A model that is really modelling numbers, should be able to apply any arbitrary algorithm it knows about to those numbers, just like a regular CPU can apply any instruction sequence it reads to its registers. Not just add/sub, or mul/div, but arbitrarily-complex things like e.g. iterated modular exponentiation, should just be a matter of saying "hey LLM, you remember the algorithm for doing MOD-EXP, right? So tell me...."
(Note that humans can't do this kind of math purely "in our heads" any more than LLMs can, because we don't have any low-level accelerative infrastructure for modelling and working with numeric data either! We need an external buffer that inherently embeds sequencing/positioning info — like our auditory sensory "loop" memory from [sub]verbally repeating the working data; or our visual sensory persistence-of-vision memory, from writing the data down onto a piece of paper and staring at it as we work.)
This logic applies to any function an LLM may perform, therefore it cannot perform any function, which is absurd. Indeed there functionally are little circuits inside LLMs; its pretraining amounts to formation of those circuits. [1]
LLaMA tokenizer parses integers as individual tokens and allows the model to see that "$105,000" is [$][1][0][5][,][0][0][0], which makes it more than capable of learning arithmetic for the general case, and with finetuning even the smallest LLaMA-1 can learn to answer better than GPT-4.[2]
It still fails a lot, but so do people, who definitely understand arithmetic on every level from practical to conceptual to algorithmic.
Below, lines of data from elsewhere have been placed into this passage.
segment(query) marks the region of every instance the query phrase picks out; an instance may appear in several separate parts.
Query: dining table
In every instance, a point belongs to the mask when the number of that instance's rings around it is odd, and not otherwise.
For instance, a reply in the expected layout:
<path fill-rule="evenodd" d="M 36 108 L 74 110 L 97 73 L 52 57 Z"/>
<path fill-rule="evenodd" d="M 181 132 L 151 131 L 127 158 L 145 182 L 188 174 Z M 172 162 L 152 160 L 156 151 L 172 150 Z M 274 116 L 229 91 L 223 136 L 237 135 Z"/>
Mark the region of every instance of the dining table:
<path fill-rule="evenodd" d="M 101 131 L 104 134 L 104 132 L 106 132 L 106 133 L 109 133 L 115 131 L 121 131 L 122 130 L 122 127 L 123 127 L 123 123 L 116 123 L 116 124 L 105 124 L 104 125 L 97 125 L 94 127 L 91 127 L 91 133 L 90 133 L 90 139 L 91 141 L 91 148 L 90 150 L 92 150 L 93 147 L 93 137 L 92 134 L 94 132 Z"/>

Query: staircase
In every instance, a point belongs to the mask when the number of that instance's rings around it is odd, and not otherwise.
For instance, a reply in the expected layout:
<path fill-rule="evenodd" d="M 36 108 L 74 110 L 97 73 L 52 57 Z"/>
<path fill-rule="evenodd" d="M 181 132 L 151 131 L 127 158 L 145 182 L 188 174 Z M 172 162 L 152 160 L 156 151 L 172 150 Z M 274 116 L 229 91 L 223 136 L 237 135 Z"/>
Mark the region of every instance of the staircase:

The problem is more that it does not have a calculator inside and cannot (by default) use any explicit cache for intermediate values.
1. https://transformer-circuits.pub/2021/framework/index.html
Clearly there is some understanding of the relative size of numbers, since it can compare numbers that could not possibly have been in the training set.
> Which number is greater, 105,000 or 140,000?
> 140,000 is greater than 105,000.
> How do you know?
> 140,000 is greater than 105,000 because 140,000 is 35,000 more than 105,000.
But compare this to:
> Which number is greater: 12345 or 112345?
> 112345 is greater than 12345.
> How do you know?
> 112345 has more digits than 12345.
> What about 123456 and 134567?
> 134567 is greater than 123456.
> How do you know?
> 134567 has more digits than 123456.
> But they have the same number of digits: Six.
> 134567 has more significant digits than 123456.
> What do you mean by that?
> 134567 has more leading zeros than 123456.
> But neither has any zero.
> 134567 has more digits in total than 123456.
> But that's not true. They have the same number of digits. Yet, it is true that 134567 is greater than 123456, as you say. But why?
> 134567 is greater than 123456 because it has more digits in total.
Another attempt, with smaller context size:
> Which number is greater, 123456 or 134567?
> 134567 is greater than 123456.
> How do you know?
> 134567 is greater because 123456 has 6 digits while 134567 has 7 digits.
> But 134567 has 6 digits
> 134567 has 7 digits.
These are first and foremost specifically for language... and no, not the "language of math" ;-)
If you're interested in doing math on an open model, I'd rather look into integrating LLaMa 2 with Wolfram Alpha. That would be a very nice complement! And there's no reason to see it as admitting defeat. AI and engineering at large is all about using the best tools for the purpose!